The motivation to participate in the group for different participants varies:

  1. One gentleman and one lady have long experience working as a design verification (DV) engineer. The gentleman knows SystemVerilog but needs to beef up his experience in RTL microarchitecture: building pipelines, data flow control, arbitration, and FIFOs. The lady also knows SystemVerilog but needs to get familiar with FPGAs. I would expect the following sequence of steps from them:

    a) Go through all the systemverilog-homework exercises. I will check the results. To go through the exercises you need to have Icarus Verilog version 12 installed either under Linux or Windows. Then you go to a subdirectory of the cloned repository and run either 01_combinational_logic/run_all_using_iverilog_under_linux_or_macos_brew.sh (Linux) or run_all_using_iverilog_under_windows.bat (Windows).

    b) Go through all the examples in basics-graphics-music we did in the previous meetup.

    c) Get from me a board we do not support yet and adopt the examples to that board by writing proper board-specific files and modifying the scripts.

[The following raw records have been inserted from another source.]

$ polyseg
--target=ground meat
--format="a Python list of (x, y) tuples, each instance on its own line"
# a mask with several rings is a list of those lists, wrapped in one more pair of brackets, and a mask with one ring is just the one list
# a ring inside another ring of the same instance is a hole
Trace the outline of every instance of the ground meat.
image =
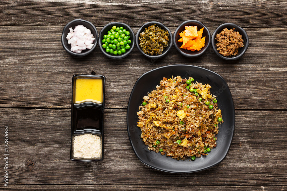
[(234, 29), (225, 28), (216, 34), (217, 50), (225, 56), (237, 55), (239, 49), (244, 46), (242, 36), (238, 32), (234, 31)]

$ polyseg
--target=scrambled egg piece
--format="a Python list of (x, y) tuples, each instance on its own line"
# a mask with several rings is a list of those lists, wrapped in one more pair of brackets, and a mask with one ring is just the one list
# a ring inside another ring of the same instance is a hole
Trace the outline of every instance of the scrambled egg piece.
[(177, 116), (179, 117), (181, 120), (182, 120), (185, 117), (186, 114), (185, 114), (185, 112), (183, 109), (181, 109), (177, 112)]
[(187, 144), (188, 143), (188, 141), (186, 139), (185, 139), (181, 141), (181, 143), (179, 144), (183, 146), (184, 147), (187, 147)]
[(155, 103), (150, 103), (148, 104), (148, 107), (150, 108), (155, 108), (156, 107)]
[(209, 89), (208, 88), (203, 88), (202, 90), (198, 89), (196, 90), (196, 91), (201, 95), (201, 97), (203, 99), (206, 99), (207, 97), (211, 99), (212, 97), (211, 95), (208, 94), (209, 90)]
[(159, 126), (159, 125), (158, 124), (158, 123), (159, 121), (154, 121), (154, 125), (156, 127), (158, 127)]

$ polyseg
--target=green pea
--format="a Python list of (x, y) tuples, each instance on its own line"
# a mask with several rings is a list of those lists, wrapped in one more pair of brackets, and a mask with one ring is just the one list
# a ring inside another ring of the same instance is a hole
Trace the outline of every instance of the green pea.
[(113, 42), (114, 42), (114, 44), (116, 44), (118, 43), (118, 40), (117, 39), (114, 39)]
[(126, 50), (128, 50), (131, 48), (131, 47), (129, 46), (129, 45), (128, 44), (127, 45), (126, 47), (125, 47), (125, 48), (126, 49)]

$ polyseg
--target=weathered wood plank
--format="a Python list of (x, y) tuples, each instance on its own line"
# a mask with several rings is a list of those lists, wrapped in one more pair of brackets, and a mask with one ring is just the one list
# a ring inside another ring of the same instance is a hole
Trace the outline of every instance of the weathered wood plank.
[[(98, 46), (85, 57), (75, 57), (63, 48), (62, 28), (0, 28), (3, 46), (9, 47), (0, 50), (0, 88), (4, 90), (0, 92), (0, 107), (70, 107), (73, 75), (95, 71), (106, 77), (106, 107), (126, 108), (133, 86), (142, 74), (173, 64), (197, 66), (221, 75), (230, 87), (237, 109), (281, 109), (287, 106), (287, 103), (280, 101), (287, 99), (282, 91), (287, 88), (285, 29), (247, 29), (248, 50), (242, 58), (230, 62), (218, 57), (211, 45), (207, 53), (192, 59), (183, 58), (174, 46), (157, 60), (147, 59), (135, 47), (119, 60), (106, 58)], [(8, 32), (11, 29), (14, 33)]]
[[(167, 186), (166, 185), (158, 186), (139, 185), (132, 186), (125, 185), (119, 186), (117, 185), (9, 185), (9, 188), (5, 188), (6, 190), (71, 190), (76, 189), (77, 190), (138, 190), (146, 191), (147, 190), (180, 190), (187, 191), (191, 190), (190, 186)], [(286, 190), (284, 186), (209, 186), (205, 185), (193, 186), (192, 190), (201, 191), (203, 190), (248, 190), (249, 191), (261, 191), (264, 190)], [(0, 190), (1, 189), (0, 189)]]
[[(237, 111), (234, 137), (225, 159), (209, 169), (183, 174), (154, 169), (137, 159), (129, 140), (126, 111), (106, 110), (104, 159), (84, 163), (69, 159), (69, 109), (0, 109), (1, 129), (9, 125), (9, 182), (177, 186), (287, 183), (284, 111)], [(28, 165), (30, 161), (33, 164)]]
[[(182, 5), (184, 9), (181, 8)], [(115, 3), (106, 0), (66, 0), (61, 3), (40, 0), (7, 1), (2, 5), (0, 22), (6, 25), (64, 26), (73, 19), (81, 18), (102, 26), (113, 21), (141, 25), (155, 20), (175, 27), (188, 20), (188, 17), (182, 16), (187, 15), (192, 15), (191, 18), (208, 27), (232, 22), (245, 27), (286, 28), (287, 21), (287, 4), (284, 1), (185, 0), (179, 3), (162, 0)], [(112, 13), (107, 11), (112, 10)]]

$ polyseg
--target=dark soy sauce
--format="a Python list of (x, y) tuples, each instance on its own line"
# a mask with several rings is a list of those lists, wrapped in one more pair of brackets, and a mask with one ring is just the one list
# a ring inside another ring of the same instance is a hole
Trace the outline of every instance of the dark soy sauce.
[(94, 107), (86, 107), (75, 109), (75, 116), (76, 131), (84, 130), (101, 131), (103, 119), (100, 109)]

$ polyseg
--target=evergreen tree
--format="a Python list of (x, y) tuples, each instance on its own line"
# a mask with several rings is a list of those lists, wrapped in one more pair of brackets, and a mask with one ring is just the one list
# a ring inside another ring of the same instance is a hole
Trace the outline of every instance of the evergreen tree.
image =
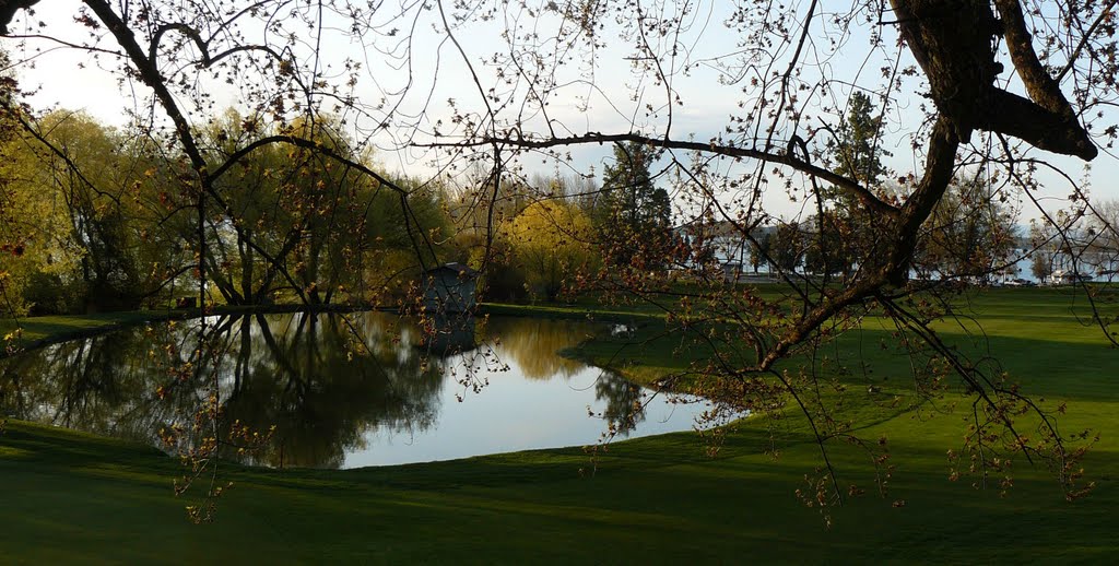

    d) Discuss with me the next microarchitectural examples to write. Some can be based on the information from Digital Design: A Systems Approach by William James Dally and R. Curtis Harting.
  2. Another gentleman is already an RTL designer but has limited exposure to CPUs. We have tasks to integrate a number of CPU cores into other example infrastructure, starting from the simplest schoolRISCV to several more complicated cores. We should create a series of interview-like problems, for example: "Get schoolRISCV, a single-cycle core with 240 lines of Verilog code, and show how you can add a multiplication instruction with a pipelined multiplier, implemented as a black box with latency 2 clock cycles".

    I would recommend this gentleman to do a), b), c), then:

    e) Read chapters 6 and 7 of Digital Design and Computer Architecture, RISC-V Edition by Sarah Harris and David Harris.

    f) Adopt schoolRISCV into the basics-graphics-music infrastructure.
    g) Work on adopting several more RISC-V cores.
    h) Work on creating an example of multiple cores sharing multi-bank memory with arbitration.
    i) Work on creating an example of multiple cores exchanging messages with FIFOs.
    j) Work with me on creating interview questions similar to the one outlined above.
  3. There were several participants who went through the basic digital design classes in the university but later on worked on something else: embedded software or PCB design. There were also students who are looking to start or improve their knowledge. Not necessarily from scratch: one gentleman learned Verilog but wants to learn SystemVerilog. I would expect all of them to go through a), b), c) and also study the following two books:

    k) Already mentioned Digital Design and Computer Architecture, RISC-V Edition by Sarah Harris and David Harris but from the beginning.
    l) Logic Design and Verification Using SystemVerilog - March 1, 2016 by Donald Thomas. Not to be confused with the old (starting 1980s) books of the same author.
    m) IEEE 1800-2017 - Standard for SystemVerilog should be used as a reference.
  4. There was also a distinguished school teacher (ex-Xilinx) who wants to try FPGA lessons in his technology curriculum. I created a special set of minimalistic examples to be used with minimalistic boards, and we can start from those examples at our next meetup on January 28. We can also try schoolRISCV with him. I would expect from him a) b) c) e) f) k) l).
  5. Finally, we have a lady who is interested in working on even more introductory examples for children, using small-scale integration chips on a breadboard. We can create a smooth transition from these examples and examples on FPGA boards.

We also discussed the need to formulate a hackathon proposal that can be made for an FPGA, EDA, or electronic vendor.

See you all and possibly some new participants at the next meetup on Sunday, January 28, 2024, at Hacker Dojo in Mountain View, California, at 2 pm. For those who cannot join in person, you can try to use Zoom with the provided link.